In more good news, Natural England – the Government agency responsible for licensing the release and homing of the beavers - has reviewed and licensed the plans, and agreed that the Willington Area is large enough for two beaver families.
This means that the Trust can begin making the area ready and the reserve could be home for two families and their kits by the end of the year. The beavers will make positive environmental changes to the wetland and the way water flows through the area as a result of their eco-engineering activity, improving habitat for other wildlife and reducing the risk of local flooding.
The Trust announced their plans and appeal to bring beavers back to Derbyshire at the end of February and have been overjoyed at the reaction and pledges of support. The latest Biffa Award and Severn Trent grants form the foundation for the project as the Trust continues to raise additional funds to help put the final plans in place.
Matt Buckler, Head of Nature Recovery Networks at Derbyshire Wildlife Trust said; “We’re overjoyed at the fantastic response we’ve had to our plans to bring beavers back to Willington Wetlands - these tremendous grants from Biffa Award and Severn Trent make the vision for this project a possibility.”
“We’re really looking forward to welcoming two beaver families, which will benefit and improve the wildlife habitat and nature recovery in the Trent Valley long term and bring an economic boost through eco-tourism.
Rachel Maidment, Grants Manager for Biffa Award said; “Beavers and their landscaping behaviour benefits both people and wildlife. We're thrilled at Biffa Award to be able to support such an exciting project that is going to transform Willington Wetlands in the Trent Valley."

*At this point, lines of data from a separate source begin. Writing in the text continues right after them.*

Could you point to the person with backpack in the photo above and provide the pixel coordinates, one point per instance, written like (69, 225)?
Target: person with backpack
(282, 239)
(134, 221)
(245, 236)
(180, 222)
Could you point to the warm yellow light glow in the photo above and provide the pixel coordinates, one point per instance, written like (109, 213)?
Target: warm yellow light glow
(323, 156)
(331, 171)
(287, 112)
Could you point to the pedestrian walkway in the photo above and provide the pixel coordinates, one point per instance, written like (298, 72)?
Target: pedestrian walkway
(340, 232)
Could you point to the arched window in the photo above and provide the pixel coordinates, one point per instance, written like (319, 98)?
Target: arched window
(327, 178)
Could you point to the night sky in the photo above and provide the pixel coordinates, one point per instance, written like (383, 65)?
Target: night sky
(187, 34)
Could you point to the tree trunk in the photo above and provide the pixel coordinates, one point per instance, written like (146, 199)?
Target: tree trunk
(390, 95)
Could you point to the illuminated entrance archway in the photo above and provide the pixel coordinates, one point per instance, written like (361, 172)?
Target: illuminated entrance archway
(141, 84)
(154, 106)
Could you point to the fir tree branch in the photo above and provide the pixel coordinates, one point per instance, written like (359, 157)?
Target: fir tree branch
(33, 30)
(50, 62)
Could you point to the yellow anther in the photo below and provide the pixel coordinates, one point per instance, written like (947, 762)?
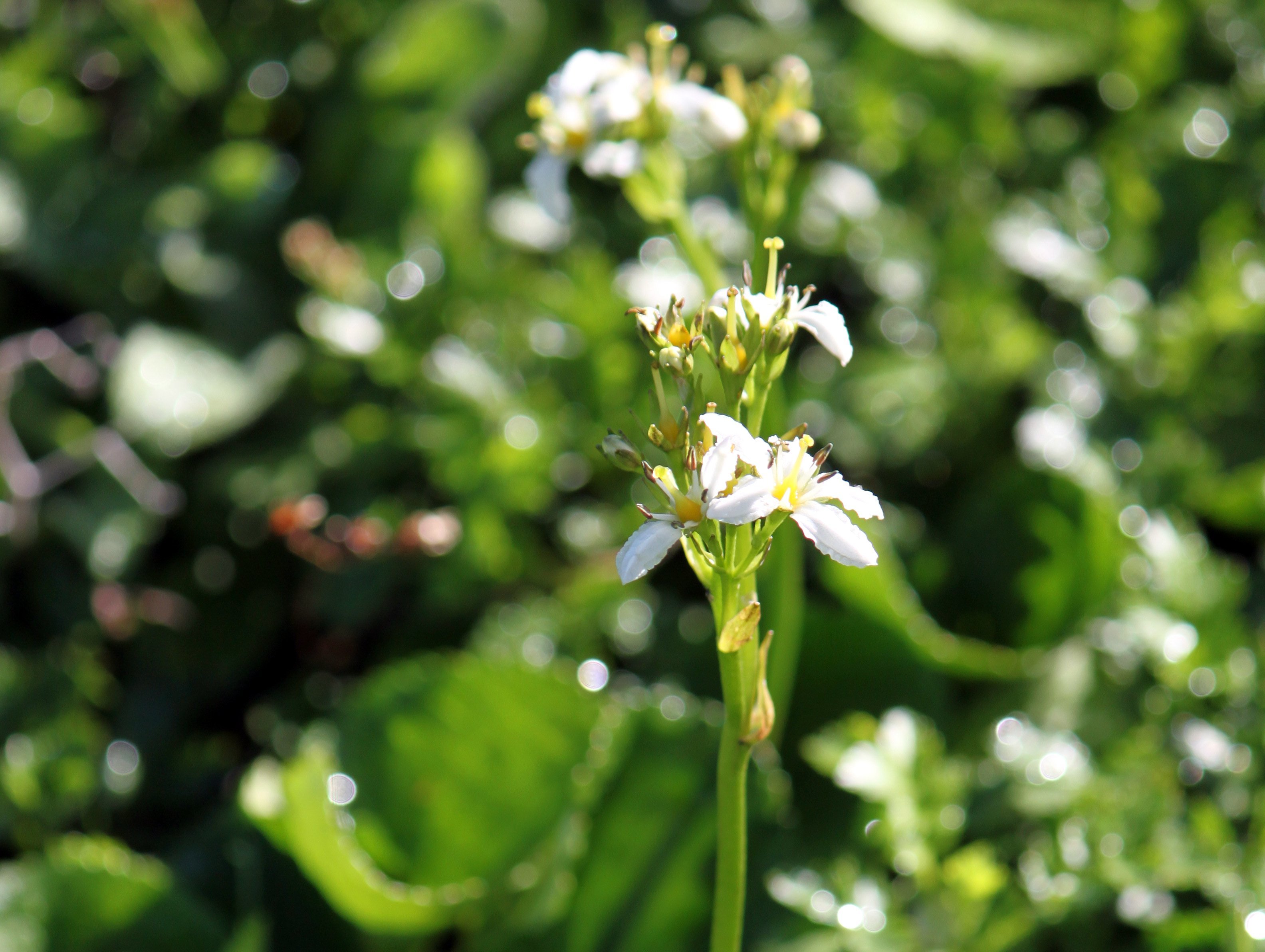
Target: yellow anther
(773, 246)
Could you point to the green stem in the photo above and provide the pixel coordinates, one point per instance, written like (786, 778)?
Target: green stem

Graham Osborn, Principle Ecologist for Severn Trent, said: “This is a fantastic project which we are proud to support. It’s clear reintroducing beavers to Willington Wetlands will bring many benefits, particularly reducing the risk of local flooding in the area. The natural environment plays a key role in capturing, cleaning and carrying water and we’re passionate about making sure it’s cared for and protected.”
The crowdfunder campaign phase 2 is open and donations continue to come in direct to the Trust, which has raised £39,000.
Beaver adoption packs are also available from the DWT online shop priced at £29.99, which include a soft toy, key ring, beaver booklet, book mark and an adoption certificate.
Over the next few weeks, the Trust will begin to install fencing at the reserve and continue to liaise with contacts in Scotland, vets and experts to ensure the beavers have the best possible start and can be properly cared for when they arrive in Derbyshire.